Dive Brief:
- Hiring managers not only differ from job candidates in terms of their perceptions about careers and social mobility, but some also noted the presence of conscious and unconscious bias playing a role in recruiting decisions, according to a recent report published by U.K.-based hiring platform Headstart.
- The firm's survey found 56% of hiring managers thought talent and hard work were the "core drivers" of both career mobility and social mobility, but just over one-third of candidates agreed. In contrast, 53% of candidates thought that background and parents were the core drivers. Headstart surveyed 400 U.S. hiring managers and 400 U.S. job seekers.
- About 15% of hiring manager respondents said age impacted a hiring decision they had made in the past two years, either consciously or unconsciously. Eleven percent said the same of ethnicity and 9% said it of disability. Meanwhile, more than half of job seeker respondents said they felt they were "frequently discriminated against when looking for new roles," Headstart said. That share stood at 66% for Black respondents and 83% of respondents who identified as gender diverse.
Dive Insight:
Beyond the ethical and moral issues presented by bias in hiring processes, employers may also reckon with financial costs.
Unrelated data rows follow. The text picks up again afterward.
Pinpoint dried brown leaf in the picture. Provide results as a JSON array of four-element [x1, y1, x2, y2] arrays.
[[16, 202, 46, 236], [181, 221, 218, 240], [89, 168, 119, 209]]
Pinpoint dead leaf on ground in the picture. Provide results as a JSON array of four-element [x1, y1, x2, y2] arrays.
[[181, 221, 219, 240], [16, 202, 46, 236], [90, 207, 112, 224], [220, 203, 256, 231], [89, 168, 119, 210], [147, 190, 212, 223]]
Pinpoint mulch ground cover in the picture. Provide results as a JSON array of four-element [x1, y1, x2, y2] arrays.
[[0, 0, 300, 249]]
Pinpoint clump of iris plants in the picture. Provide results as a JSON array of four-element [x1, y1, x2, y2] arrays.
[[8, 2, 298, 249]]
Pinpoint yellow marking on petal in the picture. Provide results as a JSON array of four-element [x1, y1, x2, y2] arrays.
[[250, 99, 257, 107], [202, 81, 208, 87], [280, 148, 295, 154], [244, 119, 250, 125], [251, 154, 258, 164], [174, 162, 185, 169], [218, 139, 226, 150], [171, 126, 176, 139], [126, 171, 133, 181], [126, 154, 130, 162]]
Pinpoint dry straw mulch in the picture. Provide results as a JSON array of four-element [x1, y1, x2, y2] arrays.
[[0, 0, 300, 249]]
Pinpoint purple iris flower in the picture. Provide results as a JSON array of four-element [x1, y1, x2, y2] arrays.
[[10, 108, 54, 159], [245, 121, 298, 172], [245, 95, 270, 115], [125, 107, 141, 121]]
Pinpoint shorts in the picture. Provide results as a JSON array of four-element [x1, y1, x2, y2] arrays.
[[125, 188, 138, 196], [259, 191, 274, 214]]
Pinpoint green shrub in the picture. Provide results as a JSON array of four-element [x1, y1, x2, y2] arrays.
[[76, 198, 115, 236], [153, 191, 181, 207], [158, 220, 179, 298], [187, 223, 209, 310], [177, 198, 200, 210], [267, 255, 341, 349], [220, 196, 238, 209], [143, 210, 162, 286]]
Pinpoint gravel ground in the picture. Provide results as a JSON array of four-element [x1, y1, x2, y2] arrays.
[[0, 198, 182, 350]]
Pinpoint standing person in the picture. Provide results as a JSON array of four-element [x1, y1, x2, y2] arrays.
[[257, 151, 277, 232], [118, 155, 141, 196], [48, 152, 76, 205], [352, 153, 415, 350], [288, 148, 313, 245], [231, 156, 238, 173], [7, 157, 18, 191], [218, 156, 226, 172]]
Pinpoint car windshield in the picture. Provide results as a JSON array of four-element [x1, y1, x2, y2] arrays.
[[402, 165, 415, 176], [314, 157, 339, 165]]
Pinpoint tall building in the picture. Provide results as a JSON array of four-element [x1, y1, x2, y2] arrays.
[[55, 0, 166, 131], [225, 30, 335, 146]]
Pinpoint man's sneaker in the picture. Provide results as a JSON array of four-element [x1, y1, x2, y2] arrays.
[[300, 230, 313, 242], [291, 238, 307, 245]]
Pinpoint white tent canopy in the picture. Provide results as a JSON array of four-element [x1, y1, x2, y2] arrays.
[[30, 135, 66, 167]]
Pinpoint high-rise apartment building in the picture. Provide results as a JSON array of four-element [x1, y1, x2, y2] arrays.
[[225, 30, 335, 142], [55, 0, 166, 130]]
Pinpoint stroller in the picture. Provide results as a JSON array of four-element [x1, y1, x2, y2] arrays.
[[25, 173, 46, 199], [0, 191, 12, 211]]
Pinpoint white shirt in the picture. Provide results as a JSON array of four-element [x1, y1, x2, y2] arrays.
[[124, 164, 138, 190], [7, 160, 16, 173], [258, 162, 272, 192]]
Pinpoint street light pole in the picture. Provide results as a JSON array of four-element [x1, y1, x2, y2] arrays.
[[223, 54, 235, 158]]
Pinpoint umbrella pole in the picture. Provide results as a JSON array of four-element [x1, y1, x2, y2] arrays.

A January report published in the Journal of Management by researchers at Oregon State University found that even a 1% gender bias effect on a Fortune 500 company hiring 8,000 workers in one year could result in at least 32 failed hires and poor hiring decisions, as well as productivity losses totaling some $2.8 million annually.
Hiring bias may be founded on characteristics that have nothing to do with a candidate's ethnicity or gender. Research published in 2019 by Duke University's Fuqua School of Business found some respondents in charge of hiring processes had assumptions about candidates who have military experience that negatively impacted such applicants when they applied to roles in which emotional intelligence and interpersonal skills were valued.
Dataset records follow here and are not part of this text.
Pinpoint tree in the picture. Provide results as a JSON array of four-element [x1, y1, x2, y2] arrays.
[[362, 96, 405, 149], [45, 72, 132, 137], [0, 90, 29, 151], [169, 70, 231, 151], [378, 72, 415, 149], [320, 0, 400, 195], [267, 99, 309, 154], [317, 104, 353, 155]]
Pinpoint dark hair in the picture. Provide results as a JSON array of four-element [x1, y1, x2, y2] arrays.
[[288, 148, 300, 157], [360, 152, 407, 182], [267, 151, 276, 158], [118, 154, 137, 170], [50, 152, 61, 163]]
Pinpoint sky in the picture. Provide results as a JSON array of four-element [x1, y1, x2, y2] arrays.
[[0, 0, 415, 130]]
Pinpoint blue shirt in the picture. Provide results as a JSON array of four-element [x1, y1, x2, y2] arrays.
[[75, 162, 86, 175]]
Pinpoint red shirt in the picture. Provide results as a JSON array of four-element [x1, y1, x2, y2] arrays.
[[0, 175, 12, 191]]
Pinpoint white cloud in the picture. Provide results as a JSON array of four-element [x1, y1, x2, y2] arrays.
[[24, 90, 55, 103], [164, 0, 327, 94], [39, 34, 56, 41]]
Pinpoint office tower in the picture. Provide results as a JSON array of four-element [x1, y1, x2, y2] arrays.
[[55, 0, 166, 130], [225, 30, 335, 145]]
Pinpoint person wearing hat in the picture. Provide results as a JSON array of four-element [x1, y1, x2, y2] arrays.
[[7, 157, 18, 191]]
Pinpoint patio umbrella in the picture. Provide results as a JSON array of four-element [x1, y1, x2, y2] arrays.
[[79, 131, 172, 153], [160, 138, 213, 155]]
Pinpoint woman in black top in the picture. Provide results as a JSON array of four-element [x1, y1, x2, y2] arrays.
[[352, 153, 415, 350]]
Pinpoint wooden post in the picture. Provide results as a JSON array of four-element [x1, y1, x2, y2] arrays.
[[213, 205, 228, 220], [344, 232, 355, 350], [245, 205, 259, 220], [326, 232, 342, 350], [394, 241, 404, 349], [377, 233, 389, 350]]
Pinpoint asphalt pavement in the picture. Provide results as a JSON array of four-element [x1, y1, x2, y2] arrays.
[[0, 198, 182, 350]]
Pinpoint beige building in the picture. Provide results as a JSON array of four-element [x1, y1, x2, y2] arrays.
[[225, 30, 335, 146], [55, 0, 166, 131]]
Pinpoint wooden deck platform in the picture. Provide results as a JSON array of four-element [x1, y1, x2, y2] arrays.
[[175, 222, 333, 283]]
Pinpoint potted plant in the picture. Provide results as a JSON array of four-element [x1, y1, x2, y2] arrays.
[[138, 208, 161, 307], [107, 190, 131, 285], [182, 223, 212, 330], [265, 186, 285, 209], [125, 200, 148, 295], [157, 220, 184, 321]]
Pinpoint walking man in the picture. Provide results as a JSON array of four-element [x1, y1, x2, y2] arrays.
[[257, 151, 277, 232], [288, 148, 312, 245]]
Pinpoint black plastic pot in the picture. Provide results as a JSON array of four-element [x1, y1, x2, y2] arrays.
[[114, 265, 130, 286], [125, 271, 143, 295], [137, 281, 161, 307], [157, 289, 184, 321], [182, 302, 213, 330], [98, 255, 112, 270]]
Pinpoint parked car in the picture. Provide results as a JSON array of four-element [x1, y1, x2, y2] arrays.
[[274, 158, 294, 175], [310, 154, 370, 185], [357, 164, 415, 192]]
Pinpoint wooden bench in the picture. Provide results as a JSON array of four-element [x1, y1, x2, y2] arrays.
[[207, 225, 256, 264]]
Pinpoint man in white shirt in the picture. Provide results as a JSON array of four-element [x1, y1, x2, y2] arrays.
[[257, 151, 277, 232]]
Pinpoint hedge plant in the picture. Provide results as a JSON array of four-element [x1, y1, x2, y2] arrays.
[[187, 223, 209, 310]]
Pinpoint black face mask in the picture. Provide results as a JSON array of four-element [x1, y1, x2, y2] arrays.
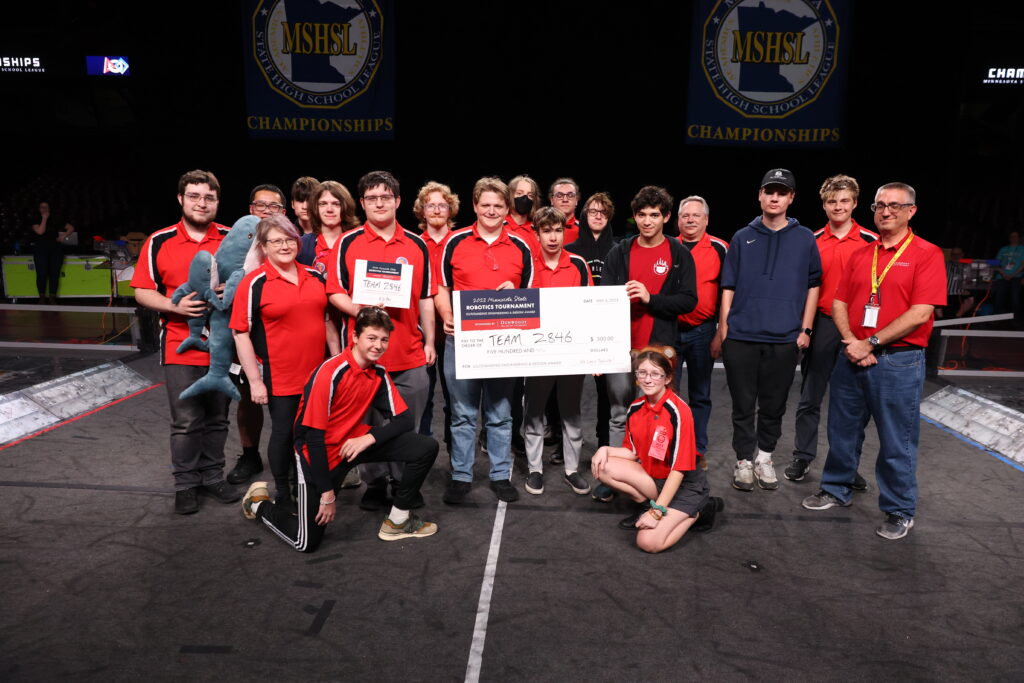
[[512, 195, 534, 216]]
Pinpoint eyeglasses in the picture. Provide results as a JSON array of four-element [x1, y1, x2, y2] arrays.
[[249, 200, 285, 213], [263, 238, 299, 249], [871, 202, 913, 213], [634, 370, 666, 382], [184, 193, 218, 204]]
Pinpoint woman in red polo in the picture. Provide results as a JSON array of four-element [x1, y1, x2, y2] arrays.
[[591, 349, 723, 553], [230, 216, 341, 504]]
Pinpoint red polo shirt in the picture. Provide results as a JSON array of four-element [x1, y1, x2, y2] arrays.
[[534, 249, 594, 288], [629, 238, 672, 348], [836, 231, 946, 347], [229, 261, 327, 396], [441, 223, 534, 292], [623, 389, 697, 479], [814, 221, 880, 317], [420, 230, 452, 287], [679, 232, 729, 328], [563, 216, 580, 245], [327, 223, 437, 372], [505, 215, 544, 256], [131, 221, 230, 366], [295, 347, 407, 479]]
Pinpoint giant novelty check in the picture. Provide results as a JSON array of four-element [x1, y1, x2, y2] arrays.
[[453, 287, 630, 380]]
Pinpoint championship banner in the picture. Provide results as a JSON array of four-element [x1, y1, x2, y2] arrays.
[[453, 287, 631, 380], [243, 0, 395, 140], [686, 0, 852, 147]]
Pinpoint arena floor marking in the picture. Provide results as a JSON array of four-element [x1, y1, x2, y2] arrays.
[[0, 382, 164, 451], [466, 501, 508, 683]]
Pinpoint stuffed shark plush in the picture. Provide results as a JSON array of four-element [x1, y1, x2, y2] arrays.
[[171, 216, 259, 400]]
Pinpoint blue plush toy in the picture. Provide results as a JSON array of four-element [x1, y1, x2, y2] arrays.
[[171, 216, 259, 400]]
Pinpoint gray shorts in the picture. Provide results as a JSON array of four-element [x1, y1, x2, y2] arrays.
[[654, 471, 711, 517]]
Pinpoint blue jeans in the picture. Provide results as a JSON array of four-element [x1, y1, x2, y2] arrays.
[[444, 336, 516, 481], [676, 319, 718, 455], [821, 349, 925, 517]]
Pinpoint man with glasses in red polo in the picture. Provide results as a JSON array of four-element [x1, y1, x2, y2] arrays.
[[327, 171, 437, 511], [131, 170, 242, 515], [803, 182, 946, 540]]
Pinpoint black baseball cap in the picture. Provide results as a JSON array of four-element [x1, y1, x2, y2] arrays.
[[761, 168, 797, 191]]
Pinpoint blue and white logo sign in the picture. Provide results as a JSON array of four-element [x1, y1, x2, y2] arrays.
[[252, 0, 384, 109], [701, 0, 839, 118]]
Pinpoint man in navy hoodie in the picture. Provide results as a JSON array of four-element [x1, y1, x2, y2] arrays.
[[712, 168, 821, 490]]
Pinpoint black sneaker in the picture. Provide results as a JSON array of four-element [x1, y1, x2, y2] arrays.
[[801, 490, 850, 510], [199, 480, 242, 503], [525, 472, 544, 496], [359, 479, 388, 512], [441, 479, 471, 505], [225, 453, 263, 485], [691, 496, 725, 533], [874, 512, 913, 541], [782, 458, 811, 481], [174, 487, 199, 515], [490, 479, 519, 503], [590, 481, 615, 503], [563, 472, 590, 496], [618, 503, 647, 531]]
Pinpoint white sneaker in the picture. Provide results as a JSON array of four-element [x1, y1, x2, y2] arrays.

In a separate study the same year, Yale University researchers found recruiters favored candidates who appeared to be from higher socioeconomic backgrounds and assigned them higher salaries and sign-on bonuses than other applicants.
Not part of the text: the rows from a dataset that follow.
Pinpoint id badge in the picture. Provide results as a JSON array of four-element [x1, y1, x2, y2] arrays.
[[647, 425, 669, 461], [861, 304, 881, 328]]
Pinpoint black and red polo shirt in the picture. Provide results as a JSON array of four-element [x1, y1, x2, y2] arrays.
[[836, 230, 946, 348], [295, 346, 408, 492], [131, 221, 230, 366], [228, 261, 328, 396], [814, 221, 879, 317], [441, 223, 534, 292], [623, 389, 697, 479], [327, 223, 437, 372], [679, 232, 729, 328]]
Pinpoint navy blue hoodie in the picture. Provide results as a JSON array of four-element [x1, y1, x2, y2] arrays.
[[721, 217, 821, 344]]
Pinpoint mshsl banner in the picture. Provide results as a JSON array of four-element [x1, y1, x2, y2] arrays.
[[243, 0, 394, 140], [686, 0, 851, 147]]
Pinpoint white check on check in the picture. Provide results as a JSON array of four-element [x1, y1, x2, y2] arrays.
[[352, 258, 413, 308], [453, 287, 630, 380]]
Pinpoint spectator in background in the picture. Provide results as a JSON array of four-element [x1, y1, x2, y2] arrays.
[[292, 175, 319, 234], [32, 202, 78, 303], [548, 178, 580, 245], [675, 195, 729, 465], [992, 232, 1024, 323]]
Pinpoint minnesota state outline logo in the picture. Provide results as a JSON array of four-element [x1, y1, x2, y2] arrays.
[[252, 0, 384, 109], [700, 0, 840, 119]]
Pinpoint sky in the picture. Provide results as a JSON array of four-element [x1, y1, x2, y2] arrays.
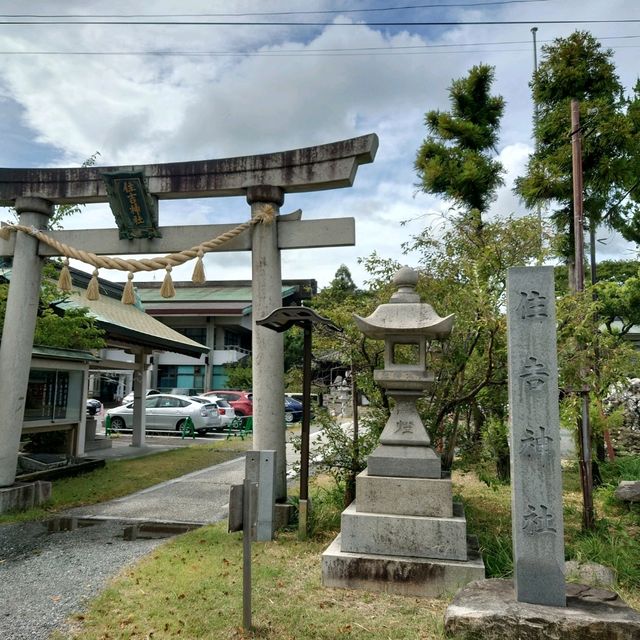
[[0, 0, 640, 287]]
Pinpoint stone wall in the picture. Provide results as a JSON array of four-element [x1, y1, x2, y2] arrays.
[[605, 378, 640, 456]]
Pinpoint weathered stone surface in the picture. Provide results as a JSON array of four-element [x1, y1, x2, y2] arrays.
[[613, 480, 640, 502], [356, 469, 453, 518], [0, 134, 378, 206], [444, 579, 640, 640], [507, 267, 565, 606], [367, 444, 442, 478], [564, 560, 616, 587], [341, 504, 467, 560], [322, 534, 484, 598]]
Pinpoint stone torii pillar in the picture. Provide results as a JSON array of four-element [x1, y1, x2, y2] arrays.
[[0, 197, 53, 487], [0, 134, 378, 490]]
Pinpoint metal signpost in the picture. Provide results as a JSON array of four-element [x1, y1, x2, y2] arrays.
[[256, 307, 341, 540]]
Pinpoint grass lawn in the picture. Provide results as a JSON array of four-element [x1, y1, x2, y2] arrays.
[[47, 460, 640, 640], [0, 438, 253, 525]]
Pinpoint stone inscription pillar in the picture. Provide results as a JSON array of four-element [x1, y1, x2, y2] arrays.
[[247, 186, 287, 501], [0, 198, 53, 487], [507, 267, 566, 607]]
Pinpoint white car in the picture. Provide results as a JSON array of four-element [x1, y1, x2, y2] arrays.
[[107, 393, 222, 433], [190, 396, 236, 429], [120, 389, 161, 404]]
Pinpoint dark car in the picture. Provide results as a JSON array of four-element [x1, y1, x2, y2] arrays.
[[284, 396, 302, 423], [87, 398, 102, 416], [206, 389, 253, 416]]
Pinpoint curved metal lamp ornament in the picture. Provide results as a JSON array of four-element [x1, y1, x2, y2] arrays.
[[353, 267, 454, 478]]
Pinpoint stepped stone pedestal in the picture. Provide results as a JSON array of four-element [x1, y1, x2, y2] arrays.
[[322, 470, 484, 597], [322, 268, 484, 597]]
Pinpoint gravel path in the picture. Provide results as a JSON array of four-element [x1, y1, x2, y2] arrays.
[[0, 520, 164, 640]]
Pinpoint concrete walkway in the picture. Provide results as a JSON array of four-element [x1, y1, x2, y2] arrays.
[[65, 456, 244, 524], [64, 424, 318, 524]]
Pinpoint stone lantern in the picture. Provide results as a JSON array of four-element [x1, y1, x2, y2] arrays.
[[354, 267, 453, 478], [322, 267, 484, 597]]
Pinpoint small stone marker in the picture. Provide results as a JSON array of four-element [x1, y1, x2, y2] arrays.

On the candidate side, a lack of connections or access to transportation may also impact, for example, students who wish to pursue internship programs.
Stakeholders have identified a number of strategies HR teams can pursue in order to address hiring bias. In an interview last year with HR Dive, Working Mother Media President Subha V. Barry recommended that employers consider restructuring talent pipelines and installing job rotation programs to encourage multicultural women to consider core operation roles. Researchers in a 2020 report suggested partitioning candidate applications into different categories.